Avançar para o conteúdo principal

IMPRESSÕES SOBRE OS MESES






Lá fora é Setembro, a luz já não é a mesma.

No Verão partículas de calor turvam o ar, saturam o ambiente. A luz em toda a sua plenitude encadeia. Anula o distanciamento, o perto e o longe. Os horizontes tremeluzem mais, longínquos como sempre, e ganha a persuasão do imediato que está à mão. É o tempo do agora.

A luz do Verão incide difusamente sobre os objectos, coloca-os à distância de um braço estendido que tateia os seus contornos esguios, por essas razões é uma época sensual dada à aproximação dos corpos.

Com a mudança do mês, na despedida da estação os cenários ganham lucidez, desaparecem as poeiras, puxam-se brilhos, redefine-se o aspecto das coisas, ou sendo mais simples, volta-se a habitar o quotidiano, anuncia-se a entrada no tempo sério.

Lá fora é Setembro e as crianças ainda jogam futebol na rua e gritam gastando energias impensáveis. Andam nisto há meses e não se cansam, felizmente. Quando começar a chuva e o vento, deixam de jogar na rua e não podem gritar em casa. Aborrecem-se.

No Verão a cristandade inteira pedia para se continuar em modo parado, sem se exigirem trabalhos a ninguém, tudo a sonhar que era assim a eternidade, uma suspensão do movimento inútil, a fruição do nada totalmente imóvel. Os outros, muitos, que não são cristãos, também estavam de acordo com esta ideia.

Em Setembro muda tudo, começando pela novidade que o Outono não tarda aí, e alguma frescura, dias mais curtos, olhares e meneios de corpos marcados por um romantismo específico talhados para esta época do ano.

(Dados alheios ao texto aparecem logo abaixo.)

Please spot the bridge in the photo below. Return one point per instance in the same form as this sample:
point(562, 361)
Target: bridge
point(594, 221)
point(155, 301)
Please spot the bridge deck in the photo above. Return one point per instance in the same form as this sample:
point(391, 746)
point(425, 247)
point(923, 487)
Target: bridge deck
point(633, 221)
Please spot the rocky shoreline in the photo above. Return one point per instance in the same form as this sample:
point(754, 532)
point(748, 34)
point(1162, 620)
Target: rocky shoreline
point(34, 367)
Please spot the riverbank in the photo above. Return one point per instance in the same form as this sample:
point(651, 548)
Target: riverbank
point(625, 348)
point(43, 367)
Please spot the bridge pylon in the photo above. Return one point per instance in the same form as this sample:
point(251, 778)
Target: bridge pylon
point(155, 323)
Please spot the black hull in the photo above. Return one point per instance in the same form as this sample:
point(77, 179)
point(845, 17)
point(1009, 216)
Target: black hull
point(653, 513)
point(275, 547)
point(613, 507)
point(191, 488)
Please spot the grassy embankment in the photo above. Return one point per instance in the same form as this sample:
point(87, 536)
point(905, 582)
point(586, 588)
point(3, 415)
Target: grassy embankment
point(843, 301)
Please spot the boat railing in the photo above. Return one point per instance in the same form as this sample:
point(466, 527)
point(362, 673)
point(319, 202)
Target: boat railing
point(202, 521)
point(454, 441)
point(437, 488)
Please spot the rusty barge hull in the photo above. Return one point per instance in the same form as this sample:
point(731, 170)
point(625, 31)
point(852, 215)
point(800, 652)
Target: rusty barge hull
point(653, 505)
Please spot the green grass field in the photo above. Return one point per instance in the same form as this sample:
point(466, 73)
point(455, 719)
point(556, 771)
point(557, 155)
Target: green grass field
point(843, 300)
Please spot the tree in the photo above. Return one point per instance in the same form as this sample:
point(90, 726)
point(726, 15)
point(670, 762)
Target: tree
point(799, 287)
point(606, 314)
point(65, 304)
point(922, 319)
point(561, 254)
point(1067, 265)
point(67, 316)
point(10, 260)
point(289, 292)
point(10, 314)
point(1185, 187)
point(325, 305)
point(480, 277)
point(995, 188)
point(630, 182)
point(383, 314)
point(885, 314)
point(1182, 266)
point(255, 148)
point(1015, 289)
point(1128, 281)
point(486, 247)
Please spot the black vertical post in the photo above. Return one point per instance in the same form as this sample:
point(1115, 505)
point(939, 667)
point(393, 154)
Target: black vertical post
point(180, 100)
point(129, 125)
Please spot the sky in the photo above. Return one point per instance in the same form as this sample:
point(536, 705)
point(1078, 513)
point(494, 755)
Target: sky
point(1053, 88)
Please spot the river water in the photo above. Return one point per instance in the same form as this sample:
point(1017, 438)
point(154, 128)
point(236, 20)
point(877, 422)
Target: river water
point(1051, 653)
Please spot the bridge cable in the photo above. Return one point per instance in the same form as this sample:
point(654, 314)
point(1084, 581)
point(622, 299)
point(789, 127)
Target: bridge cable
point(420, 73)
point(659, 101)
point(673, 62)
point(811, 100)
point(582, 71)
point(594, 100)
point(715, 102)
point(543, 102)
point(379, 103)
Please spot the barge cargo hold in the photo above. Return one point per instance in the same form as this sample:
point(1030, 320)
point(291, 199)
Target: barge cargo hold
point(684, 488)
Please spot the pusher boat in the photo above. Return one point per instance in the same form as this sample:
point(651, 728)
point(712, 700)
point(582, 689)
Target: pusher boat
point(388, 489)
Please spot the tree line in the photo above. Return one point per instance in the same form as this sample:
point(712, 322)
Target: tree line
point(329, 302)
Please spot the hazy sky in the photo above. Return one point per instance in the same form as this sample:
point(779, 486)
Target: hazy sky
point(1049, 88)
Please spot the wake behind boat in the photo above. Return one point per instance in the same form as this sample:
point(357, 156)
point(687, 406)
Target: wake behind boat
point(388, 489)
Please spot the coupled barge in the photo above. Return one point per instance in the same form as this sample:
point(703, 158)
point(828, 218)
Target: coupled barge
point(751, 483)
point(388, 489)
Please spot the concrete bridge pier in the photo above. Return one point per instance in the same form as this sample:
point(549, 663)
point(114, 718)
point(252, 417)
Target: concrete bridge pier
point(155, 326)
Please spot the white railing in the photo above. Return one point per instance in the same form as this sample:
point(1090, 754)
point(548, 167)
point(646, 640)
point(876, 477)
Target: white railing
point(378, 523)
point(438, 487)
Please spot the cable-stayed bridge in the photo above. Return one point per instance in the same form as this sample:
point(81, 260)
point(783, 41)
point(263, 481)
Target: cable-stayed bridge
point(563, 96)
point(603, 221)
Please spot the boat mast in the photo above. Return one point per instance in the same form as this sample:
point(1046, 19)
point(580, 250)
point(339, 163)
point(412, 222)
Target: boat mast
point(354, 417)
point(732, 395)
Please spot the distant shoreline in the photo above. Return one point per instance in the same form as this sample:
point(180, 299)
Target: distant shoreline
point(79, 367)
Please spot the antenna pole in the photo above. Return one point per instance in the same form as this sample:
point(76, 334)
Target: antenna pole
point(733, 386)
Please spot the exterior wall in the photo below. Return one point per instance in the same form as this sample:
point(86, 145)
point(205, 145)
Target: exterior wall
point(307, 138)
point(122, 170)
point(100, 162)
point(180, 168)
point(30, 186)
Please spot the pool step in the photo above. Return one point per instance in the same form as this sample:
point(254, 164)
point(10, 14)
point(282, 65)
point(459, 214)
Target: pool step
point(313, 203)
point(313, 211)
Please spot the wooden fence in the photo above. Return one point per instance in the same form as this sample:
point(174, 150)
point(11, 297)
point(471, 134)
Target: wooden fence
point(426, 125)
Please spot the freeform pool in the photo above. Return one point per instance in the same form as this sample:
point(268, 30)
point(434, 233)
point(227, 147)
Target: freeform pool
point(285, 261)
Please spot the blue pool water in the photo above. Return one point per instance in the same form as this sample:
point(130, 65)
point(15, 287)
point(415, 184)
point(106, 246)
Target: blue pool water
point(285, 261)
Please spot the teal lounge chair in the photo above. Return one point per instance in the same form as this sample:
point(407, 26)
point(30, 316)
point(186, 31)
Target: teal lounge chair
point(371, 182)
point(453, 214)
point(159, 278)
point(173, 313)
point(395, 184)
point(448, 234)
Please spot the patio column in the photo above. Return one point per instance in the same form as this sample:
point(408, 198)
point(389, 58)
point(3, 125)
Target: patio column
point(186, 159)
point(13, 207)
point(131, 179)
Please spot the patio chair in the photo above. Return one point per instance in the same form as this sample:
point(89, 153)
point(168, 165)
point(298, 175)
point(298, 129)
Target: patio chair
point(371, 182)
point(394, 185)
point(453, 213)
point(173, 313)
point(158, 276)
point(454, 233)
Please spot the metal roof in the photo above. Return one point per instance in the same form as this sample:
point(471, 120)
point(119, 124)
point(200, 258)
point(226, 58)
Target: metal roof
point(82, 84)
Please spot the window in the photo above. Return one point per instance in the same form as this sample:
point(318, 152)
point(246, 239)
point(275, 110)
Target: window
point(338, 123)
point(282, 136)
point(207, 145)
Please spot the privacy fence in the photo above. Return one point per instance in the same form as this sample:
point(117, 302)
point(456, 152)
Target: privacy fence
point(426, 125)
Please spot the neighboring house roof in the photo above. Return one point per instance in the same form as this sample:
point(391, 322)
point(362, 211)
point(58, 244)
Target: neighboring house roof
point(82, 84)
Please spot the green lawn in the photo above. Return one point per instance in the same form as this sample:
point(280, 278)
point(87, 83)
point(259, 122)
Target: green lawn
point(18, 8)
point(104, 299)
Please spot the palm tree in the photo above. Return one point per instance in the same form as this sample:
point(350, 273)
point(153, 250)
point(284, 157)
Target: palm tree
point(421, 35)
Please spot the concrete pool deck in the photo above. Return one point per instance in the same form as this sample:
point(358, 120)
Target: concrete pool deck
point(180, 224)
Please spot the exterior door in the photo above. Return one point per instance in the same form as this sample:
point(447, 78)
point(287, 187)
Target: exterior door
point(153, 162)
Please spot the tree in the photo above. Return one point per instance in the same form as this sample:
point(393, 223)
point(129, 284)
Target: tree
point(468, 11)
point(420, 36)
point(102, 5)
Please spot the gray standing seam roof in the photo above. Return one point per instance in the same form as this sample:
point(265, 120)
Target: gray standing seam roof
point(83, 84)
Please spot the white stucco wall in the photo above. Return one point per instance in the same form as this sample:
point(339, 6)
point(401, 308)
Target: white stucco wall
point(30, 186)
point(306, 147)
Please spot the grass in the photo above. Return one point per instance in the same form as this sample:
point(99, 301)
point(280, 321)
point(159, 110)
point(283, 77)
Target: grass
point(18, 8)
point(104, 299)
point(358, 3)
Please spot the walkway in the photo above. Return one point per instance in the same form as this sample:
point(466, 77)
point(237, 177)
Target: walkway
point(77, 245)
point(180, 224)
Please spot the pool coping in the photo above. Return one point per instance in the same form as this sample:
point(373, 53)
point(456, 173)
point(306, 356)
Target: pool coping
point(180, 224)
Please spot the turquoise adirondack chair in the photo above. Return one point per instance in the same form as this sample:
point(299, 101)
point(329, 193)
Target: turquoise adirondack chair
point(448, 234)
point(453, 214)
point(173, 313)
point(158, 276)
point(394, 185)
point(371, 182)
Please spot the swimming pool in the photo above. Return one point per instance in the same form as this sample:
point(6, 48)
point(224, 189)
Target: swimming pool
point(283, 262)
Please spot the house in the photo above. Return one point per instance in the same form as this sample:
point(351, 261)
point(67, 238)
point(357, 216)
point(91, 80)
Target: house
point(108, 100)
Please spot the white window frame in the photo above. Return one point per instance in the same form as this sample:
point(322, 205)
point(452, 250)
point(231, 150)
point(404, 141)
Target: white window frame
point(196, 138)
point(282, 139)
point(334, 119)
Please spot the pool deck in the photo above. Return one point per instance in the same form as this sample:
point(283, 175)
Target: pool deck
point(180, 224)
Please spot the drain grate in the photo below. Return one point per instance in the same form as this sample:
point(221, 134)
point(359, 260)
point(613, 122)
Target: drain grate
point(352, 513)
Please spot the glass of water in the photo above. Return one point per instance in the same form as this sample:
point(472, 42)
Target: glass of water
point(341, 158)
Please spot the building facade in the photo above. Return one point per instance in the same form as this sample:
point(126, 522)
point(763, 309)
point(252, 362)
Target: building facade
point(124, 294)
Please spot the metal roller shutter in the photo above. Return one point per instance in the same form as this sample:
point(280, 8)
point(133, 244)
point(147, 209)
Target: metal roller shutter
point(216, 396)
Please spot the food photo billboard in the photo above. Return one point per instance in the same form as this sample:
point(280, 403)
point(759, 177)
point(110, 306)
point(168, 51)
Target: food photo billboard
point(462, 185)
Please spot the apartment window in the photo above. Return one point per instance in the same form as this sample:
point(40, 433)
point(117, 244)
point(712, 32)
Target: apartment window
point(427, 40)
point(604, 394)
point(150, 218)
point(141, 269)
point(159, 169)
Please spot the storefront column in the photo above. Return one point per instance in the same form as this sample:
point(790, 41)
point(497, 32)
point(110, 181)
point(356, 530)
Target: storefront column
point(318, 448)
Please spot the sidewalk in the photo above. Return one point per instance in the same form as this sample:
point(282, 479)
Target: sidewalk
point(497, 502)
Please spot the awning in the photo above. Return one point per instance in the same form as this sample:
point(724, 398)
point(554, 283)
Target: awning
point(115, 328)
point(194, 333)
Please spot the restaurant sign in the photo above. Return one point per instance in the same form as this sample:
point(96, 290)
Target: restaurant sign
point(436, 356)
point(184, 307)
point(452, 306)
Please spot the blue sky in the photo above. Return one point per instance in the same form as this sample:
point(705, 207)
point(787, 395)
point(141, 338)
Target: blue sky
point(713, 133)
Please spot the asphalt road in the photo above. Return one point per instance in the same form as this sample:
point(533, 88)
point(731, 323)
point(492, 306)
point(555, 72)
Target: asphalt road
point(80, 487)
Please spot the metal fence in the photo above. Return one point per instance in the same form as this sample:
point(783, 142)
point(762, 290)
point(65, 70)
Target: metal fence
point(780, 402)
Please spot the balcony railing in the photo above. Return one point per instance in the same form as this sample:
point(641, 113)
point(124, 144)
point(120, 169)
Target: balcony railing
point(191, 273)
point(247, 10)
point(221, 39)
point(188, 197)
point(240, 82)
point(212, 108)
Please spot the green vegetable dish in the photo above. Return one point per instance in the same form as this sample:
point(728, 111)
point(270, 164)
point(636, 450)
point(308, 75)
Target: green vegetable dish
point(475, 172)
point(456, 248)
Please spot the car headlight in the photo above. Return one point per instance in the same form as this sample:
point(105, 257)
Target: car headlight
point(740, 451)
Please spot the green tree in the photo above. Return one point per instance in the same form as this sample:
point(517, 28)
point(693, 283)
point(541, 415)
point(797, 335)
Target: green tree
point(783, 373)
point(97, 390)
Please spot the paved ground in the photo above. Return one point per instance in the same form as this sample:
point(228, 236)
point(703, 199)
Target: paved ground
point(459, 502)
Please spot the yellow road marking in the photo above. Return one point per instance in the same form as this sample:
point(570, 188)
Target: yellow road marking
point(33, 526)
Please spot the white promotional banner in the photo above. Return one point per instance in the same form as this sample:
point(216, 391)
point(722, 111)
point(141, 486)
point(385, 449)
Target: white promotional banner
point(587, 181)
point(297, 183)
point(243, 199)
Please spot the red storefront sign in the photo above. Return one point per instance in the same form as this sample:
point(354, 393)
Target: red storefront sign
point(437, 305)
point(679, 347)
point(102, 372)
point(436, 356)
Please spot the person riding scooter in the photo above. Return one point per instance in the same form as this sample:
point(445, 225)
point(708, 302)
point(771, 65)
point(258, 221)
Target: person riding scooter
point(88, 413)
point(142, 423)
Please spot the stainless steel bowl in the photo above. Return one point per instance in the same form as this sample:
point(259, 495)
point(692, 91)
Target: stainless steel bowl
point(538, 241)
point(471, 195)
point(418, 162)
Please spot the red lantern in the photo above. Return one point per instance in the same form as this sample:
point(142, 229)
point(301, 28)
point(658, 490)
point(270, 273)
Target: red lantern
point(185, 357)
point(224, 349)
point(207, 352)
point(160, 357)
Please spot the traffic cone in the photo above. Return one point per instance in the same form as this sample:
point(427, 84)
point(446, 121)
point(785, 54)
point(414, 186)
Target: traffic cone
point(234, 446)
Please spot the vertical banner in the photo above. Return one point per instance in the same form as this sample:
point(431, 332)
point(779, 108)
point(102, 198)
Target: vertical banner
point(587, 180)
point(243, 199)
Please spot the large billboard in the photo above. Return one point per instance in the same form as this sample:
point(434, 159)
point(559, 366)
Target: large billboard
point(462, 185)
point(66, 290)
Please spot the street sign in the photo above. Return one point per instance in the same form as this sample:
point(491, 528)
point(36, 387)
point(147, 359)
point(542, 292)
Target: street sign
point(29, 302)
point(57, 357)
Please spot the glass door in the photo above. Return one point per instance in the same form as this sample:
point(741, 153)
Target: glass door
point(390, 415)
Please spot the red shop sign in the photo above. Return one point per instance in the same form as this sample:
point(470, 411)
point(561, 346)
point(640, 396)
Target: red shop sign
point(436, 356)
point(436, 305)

Lá fora, as crianças continuam a gritar e a jogar, e assim será até perderem a inocência e deixarem de sair à rua por razões lúdicas, quando forem empossadas oficialmente a só terem razões laborais. Elas ainda não têm preferências pelos meses, porque estão na fase de serem eternas e não estão minimamente interessadas em saber que os meses têm nomes e são diferentes e efémeros, e alguns deles bastante chatos.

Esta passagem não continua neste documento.